Esta sentencia cuestiona directamente las condiciones inhumanas que se dan en el B-18 —un centro de detención situado en el sótano del edificio federal del centro de Los Ángeles—, donde se ha mantenido recluidas a varias personas durante días en condiciones insalubres, sin poder realizar llamadas telefónicas, recibir visitas presenciales de sus abogados ni acceder a necesidades básicas como la medicación. A algunas personas incluso se les ha presionado para que firmaran documentos legales antes de poder hablar con un abogado.
Los abogados del Departamento de Seguridad Nacional alegaron que las reuniones legales en el interior de la sala B-18 podían celebrarse con las puertas abiertas y en presencia de agentes del ICE, llegando incluso a sugerir que los abogados podían limitarse a susurrar para mantener la confidencialidad. El tribunal rechazó rotundamente esta postura, al constatar múltiples incumplimientos continuados que justifican una supervisión constante, y amplió y reforzó las medidas de protección establecidas inicialmente en virtud de una orden de alejamiento provisional dictada en julio de 2025.

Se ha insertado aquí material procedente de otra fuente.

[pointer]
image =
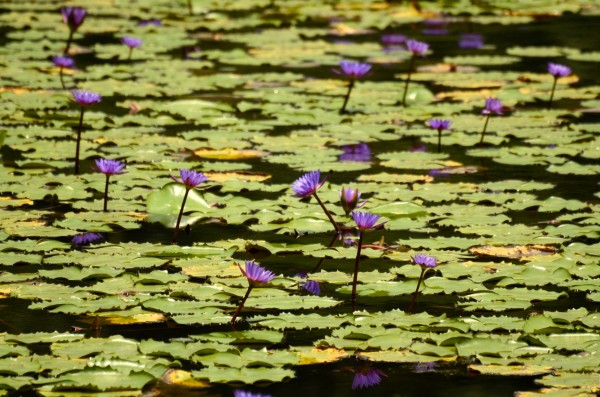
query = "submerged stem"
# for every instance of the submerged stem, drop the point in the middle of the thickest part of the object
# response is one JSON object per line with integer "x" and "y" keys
{"x": 176, "y": 231}
{"x": 335, "y": 225}
{"x": 356, "y": 263}
{"x": 78, "y": 141}
{"x": 239, "y": 309}
{"x": 347, "y": 97}
{"x": 412, "y": 303}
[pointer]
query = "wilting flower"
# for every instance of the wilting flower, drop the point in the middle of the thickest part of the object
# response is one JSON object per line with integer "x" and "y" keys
{"x": 189, "y": 179}
{"x": 108, "y": 168}
{"x": 557, "y": 71}
{"x": 360, "y": 152}
{"x": 353, "y": 70}
{"x": 86, "y": 238}
{"x": 417, "y": 48}
{"x": 366, "y": 377}
{"x": 366, "y": 220}
{"x": 350, "y": 199}
{"x": 439, "y": 125}
{"x": 471, "y": 40}
{"x": 256, "y": 275}
{"x": 86, "y": 98}
{"x": 426, "y": 262}
{"x": 308, "y": 184}
{"x": 83, "y": 98}
{"x": 492, "y": 106}
{"x": 73, "y": 17}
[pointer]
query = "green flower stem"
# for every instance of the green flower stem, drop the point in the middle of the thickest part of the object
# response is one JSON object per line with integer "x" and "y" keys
{"x": 412, "y": 303}
{"x": 106, "y": 194}
{"x": 410, "y": 67}
{"x": 350, "y": 86}
{"x": 356, "y": 263}
{"x": 552, "y": 93}
{"x": 487, "y": 119}
{"x": 239, "y": 309}
{"x": 335, "y": 225}
{"x": 78, "y": 141}
{"x": 176, "y": 231}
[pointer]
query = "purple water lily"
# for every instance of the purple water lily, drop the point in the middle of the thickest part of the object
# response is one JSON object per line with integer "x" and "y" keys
{"x": 364, "y": 221}
{"x": 492, "y": 106}
{"x": 439, "y": 125}
{"x": 426, "y": 262}
{"x": 73, "y": 17}
{"x": 256, "y": 276}
{"x": 84, "y": 99}
{"x": 189, "y": 179}
{"x": 307, "y": 185}
{"x": 417, "y": 48}
{"x": 108, "y": 168}
{"x": 354, "y": 71}
{"x": 557, "y": 71}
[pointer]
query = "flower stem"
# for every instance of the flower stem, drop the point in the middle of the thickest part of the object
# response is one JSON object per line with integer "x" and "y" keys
{"x": 410, "y": 67}
{"x": 78, "y": 141}
{"x": 335, "y": 225}
{"x": 487, "y": 119}
{"x": 106, "y": 194}
{"x": 347, "y": 97}
{"x": 62, "y": 81}
{"x": 552, "y": 93}
{"x": 239, "y": 309}
{"x": 66, "y": 51}
{"x": 412, "y": 303}
{"x": 176, "y": 231}
{"x": 335, "y": 236}
{"x": 356, "y": 263}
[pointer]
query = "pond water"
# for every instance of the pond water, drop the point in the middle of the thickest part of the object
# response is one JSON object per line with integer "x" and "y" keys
{"x": 245, "y": 93}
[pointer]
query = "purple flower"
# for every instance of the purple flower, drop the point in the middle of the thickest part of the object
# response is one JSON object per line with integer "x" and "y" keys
{"x": 349, "y": 199}
{"x": 471, "y": 40}
{"x": 354, "y": 70}
{"x": 243, "y": 393}
{"x": 493, "y": 106}
{"x": 308, "y": 184}
{"x": 558, "y": 70}
{"x": 86, "y": 238}
{"x": 63, "y": 62}
{"x": 256, "y": 274}
{"x": 73, "y": 16}
{"x": 417, "y": 47}
{"x": 366, "y": 220}
{"x": 109, "y": 167}
{"x": 190, "y": 179}
{"x": 425, "y": 261}
{"x": 86, "y": 98}
{"x": 150, "y": 22}
{"x": 365, "y": 378}
{"x": 131, "y": 42}
{"x": 311, "y": 286}
{"x": 360, "y": 152}
{"x": 439, "y": 124}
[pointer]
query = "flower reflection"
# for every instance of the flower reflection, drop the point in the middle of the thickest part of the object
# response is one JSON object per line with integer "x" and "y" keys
{"x": 359, "y": 152}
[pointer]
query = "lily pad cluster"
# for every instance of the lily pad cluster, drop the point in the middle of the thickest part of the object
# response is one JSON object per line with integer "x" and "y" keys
{"x": 243, "y": 93}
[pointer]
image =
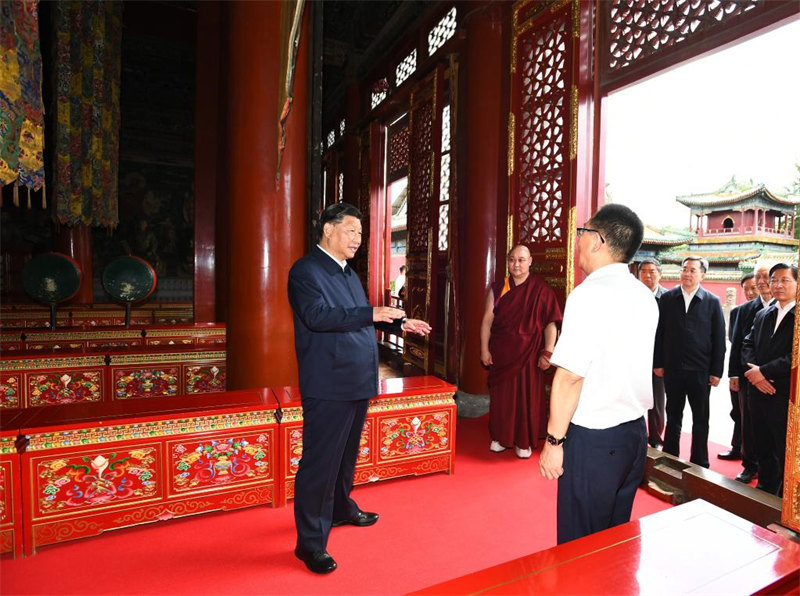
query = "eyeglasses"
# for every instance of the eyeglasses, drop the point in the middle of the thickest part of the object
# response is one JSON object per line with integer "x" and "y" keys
{"x": 580, "y": 232}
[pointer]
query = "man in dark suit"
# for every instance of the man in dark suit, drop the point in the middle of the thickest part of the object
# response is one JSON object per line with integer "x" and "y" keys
{"x": 650, "y": 275}
{"x": 738, "y": 382}
{"x": 767, "y": 355}
{"x": 689, "y": 354}
{"x": 748, "y": 284}
{"x": 337, "y": 358}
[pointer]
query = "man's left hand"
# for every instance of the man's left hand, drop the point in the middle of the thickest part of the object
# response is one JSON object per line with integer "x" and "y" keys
{"x": 416, "y": 326}
{"x": 551, "y": 461}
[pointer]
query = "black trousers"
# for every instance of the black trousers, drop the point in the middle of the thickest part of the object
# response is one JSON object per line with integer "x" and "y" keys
{"x": 736, "y": 416}
{"x": 331, "y": 439}
{"x": 680, "y": 385}
{"x": 656, "y": 415}
{"x": 602, "y": 470}
{"x": 749, "y": 454}
{"x": 770, "y": 418}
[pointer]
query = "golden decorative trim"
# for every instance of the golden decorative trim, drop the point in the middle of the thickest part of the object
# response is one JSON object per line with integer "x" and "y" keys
{"x": 573, "y": 141}
{"x": 103, "y": 435}
{"x": 569, "y": 274}
{"x": 511, "y": 145}
{"x": 167, "y": 357}
{"x": 51, "y": 363}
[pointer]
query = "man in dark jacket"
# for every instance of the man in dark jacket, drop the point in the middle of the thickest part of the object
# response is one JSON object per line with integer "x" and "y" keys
{"x": 337, "y": 358}
{"x": 767, "y": 357}
{"x": 689, "y": 354}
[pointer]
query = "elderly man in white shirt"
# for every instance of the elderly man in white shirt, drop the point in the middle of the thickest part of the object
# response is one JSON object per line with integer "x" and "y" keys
{"x": 596, "y": 436}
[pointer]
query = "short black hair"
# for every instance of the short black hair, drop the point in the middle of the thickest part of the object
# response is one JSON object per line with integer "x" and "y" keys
{"x": 334, "y": 214}
{"x": 650, "y": 261}
{"x": 622, "y": 230}
{"x": 781, "y": 266}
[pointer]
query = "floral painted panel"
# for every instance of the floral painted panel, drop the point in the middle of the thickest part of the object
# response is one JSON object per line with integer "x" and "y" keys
{"x": 145, "y": 382}
{"x": 56, "y": 388}
{"x": 205, "y": 379}
{"x": 9, "y": 391}
{"x": 76, "y": 483}
{"x": 418, "y": 434}
{"x": 219, "y": 461}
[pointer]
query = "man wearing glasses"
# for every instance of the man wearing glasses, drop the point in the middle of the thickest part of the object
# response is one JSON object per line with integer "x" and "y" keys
{"x": 690, "y": 355}
{"x": 767, "y": 358}
{"x": 596, "y": 437}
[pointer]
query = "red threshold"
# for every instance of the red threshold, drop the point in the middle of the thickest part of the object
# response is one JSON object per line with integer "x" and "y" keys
{"x": 694, "y": 548}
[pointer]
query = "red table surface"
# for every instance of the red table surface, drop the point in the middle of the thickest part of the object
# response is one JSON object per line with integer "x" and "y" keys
{"x": 290, "y": 396}
{"x": 694, "y": 548}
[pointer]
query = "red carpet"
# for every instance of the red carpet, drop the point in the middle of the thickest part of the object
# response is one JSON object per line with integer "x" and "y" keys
{"x": 494, "y": 508}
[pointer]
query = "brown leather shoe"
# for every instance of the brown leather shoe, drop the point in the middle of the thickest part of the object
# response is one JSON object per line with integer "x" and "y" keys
{"x": 318, "y": 561}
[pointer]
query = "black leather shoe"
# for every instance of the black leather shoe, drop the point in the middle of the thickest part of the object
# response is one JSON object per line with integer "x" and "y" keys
{"x": 746, "y": 476}
{"x": 318, "y": 561}
{"x": 362, "y": 518}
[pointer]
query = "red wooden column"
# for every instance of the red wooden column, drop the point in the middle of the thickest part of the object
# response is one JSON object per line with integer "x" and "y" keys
{"x": 484, "y": 179}
{"x": 267, "y": 219}
{"x": 76, "y": 242}
{"x": 206, "y": 149}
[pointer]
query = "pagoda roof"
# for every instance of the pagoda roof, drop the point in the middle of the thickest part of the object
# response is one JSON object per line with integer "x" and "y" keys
{"x": 665, "y": 236}
{"x": 735, "y": 194}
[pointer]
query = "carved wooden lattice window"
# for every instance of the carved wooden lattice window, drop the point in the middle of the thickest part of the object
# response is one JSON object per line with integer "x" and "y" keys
{"x": 421, "y": 175}
{"x": 443, "y": 31}
{"x": 640, "y": 31}
{"x": 444, "y": 181}
{"x": 406, "y": 68}
{"x": 397, "y": 165}
{"x": 543, "y": 129}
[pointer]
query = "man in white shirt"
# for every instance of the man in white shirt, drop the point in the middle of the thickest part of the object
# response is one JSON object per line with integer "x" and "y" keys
{"x": 596, "y": 436}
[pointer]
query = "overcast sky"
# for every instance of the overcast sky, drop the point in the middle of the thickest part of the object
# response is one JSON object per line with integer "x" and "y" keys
{"x": 687, "y": 131}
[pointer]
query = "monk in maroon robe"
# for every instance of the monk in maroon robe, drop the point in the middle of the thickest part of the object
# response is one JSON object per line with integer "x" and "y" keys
{"x": 518, "y": 334}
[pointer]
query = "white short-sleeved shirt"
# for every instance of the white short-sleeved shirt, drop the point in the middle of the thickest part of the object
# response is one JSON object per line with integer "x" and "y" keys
{"x": 607, "y": 338}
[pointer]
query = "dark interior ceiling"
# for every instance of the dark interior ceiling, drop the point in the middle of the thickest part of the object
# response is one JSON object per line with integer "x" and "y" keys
{"x": 357, "y": 34}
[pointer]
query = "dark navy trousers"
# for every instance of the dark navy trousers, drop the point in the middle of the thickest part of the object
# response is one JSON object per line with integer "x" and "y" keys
{"x": 602, "y": 470}
{"x": 331, "y": 440}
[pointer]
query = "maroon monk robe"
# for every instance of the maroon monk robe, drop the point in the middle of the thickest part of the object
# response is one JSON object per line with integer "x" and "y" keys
{"x": 516, "y": 384}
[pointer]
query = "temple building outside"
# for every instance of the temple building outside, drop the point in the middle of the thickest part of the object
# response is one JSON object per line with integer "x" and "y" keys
{"x": 733, "y": 228}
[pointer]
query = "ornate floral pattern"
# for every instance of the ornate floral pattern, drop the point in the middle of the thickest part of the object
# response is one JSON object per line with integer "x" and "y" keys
{"x": 405, "y": 436}
{"x": 9, "y": 391}
{"x": 55, "y": 388}
{"x": 220, "y": 461}
{"x": 205, "y": 379}
{"x": 145, "y": 382}
{"x": 81, "y": 482}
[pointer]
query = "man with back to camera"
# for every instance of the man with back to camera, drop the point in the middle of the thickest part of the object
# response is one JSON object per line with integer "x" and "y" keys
{"x": 337, "y": 360}
{"x": 767, "y": 356}
{"x": 743, "y": 324}
{"x": 596, "y": 437}
{"x": 650, "y": 275}
{"x": 690, "y": 355}
{"x": 748, "y": 283}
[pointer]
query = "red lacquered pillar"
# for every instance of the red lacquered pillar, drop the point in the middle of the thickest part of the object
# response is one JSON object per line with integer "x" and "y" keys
{"x": 485, "y": 180}
{"x": 267, "y": 220}
{"x": 206, "y": 149}
{"x": 76, "y": 242}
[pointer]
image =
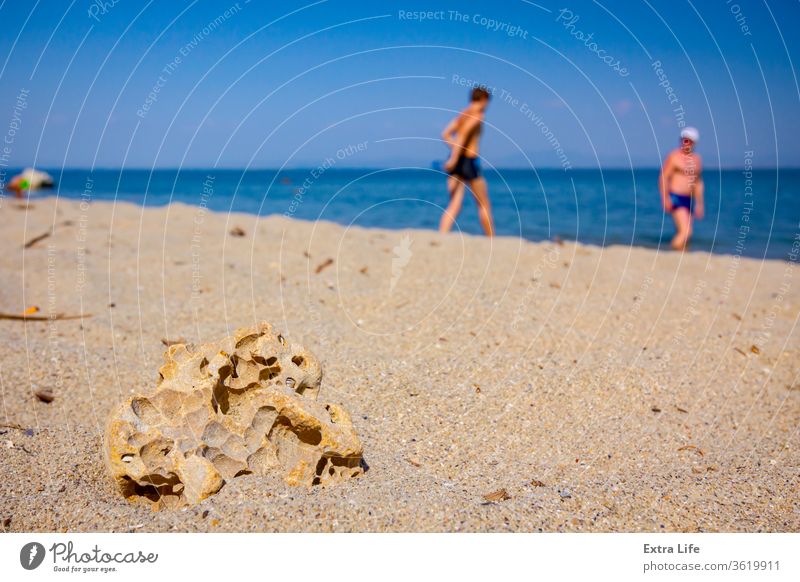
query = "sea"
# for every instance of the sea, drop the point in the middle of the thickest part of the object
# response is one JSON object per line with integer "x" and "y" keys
{"x": 754, "y": 213}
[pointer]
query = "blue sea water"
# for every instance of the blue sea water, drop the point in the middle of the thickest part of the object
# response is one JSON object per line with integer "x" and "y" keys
{"x": 591, "y": 206}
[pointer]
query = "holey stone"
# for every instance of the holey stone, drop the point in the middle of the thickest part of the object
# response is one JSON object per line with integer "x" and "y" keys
{"x": 245, "y": 404}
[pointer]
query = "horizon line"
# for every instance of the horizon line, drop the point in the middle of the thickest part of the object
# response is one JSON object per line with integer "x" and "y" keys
{"x": 372, "y": 168}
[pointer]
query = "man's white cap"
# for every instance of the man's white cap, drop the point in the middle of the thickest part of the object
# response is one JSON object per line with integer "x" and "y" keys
{"x": 690, "y": 133}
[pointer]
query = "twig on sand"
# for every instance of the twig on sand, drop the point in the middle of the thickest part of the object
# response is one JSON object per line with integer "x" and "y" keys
{"x": 31, "y": 317}
{"x": 36, "y": 239}
{"x": 43, "y": 236}
{"x": 13, "y": 425}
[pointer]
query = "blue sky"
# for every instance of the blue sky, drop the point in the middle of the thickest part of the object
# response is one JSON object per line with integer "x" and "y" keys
{"x": 289, "y": 84}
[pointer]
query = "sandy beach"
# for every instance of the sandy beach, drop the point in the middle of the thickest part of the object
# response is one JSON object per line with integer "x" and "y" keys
{"x": 604, "y": 389}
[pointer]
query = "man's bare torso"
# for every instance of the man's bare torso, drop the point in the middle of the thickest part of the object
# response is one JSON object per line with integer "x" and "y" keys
{"x": 685, "y": 168}
{"x": 473, "y": 136}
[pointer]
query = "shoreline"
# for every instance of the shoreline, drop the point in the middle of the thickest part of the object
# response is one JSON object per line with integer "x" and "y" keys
{"x": 604, "y": 388}
{"x": 663, "y": 247}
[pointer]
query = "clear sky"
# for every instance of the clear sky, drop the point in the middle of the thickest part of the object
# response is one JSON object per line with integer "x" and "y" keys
{"x": 289, "y": 84}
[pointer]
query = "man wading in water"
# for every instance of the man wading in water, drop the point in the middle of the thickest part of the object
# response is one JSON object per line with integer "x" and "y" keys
{"x": 462, "y": 135}
{"x": 681, "y": 185}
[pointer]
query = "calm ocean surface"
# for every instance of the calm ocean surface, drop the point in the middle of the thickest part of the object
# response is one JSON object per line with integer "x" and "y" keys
{"x": 602, "y": 208}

Esta decisión implica que el Gobierno debe restablecer de inmediato el acceso efectivo y confidencial a un abogado para todas las personas detenidas en el centro B-18, y supone un paso importante para garantizar que ningún angelino que se enfrente al poder del Gobierno federal se quede solo.
Nuestra lucha está lejos de haber terminado. El tribunal también ha aprobado recientemente un procedimiento acelerado de presentación de pruebas en relación con nuestras denuncias de que las patrullas itinerantes de inmigración del Gobierno han violado las garantías de la Cuarta Enmienda contra las detenciones ilegales y la discriminación racial, lo que nos abre la puerta a obtener pruebas cruciales y testimonios bajo juramento sobre las prácticas discriminatorias de los agentes de inmigración.
La sentencia de hoy reafirma un principio fundamental: la Constitución no se queda a las puertas de un centro de detención. Celebramos este importante paso adelante y mantenemos inquebrantable nuestro compromiso de defender los derechos y la dignidad de todas las personas de nuestra comunidad.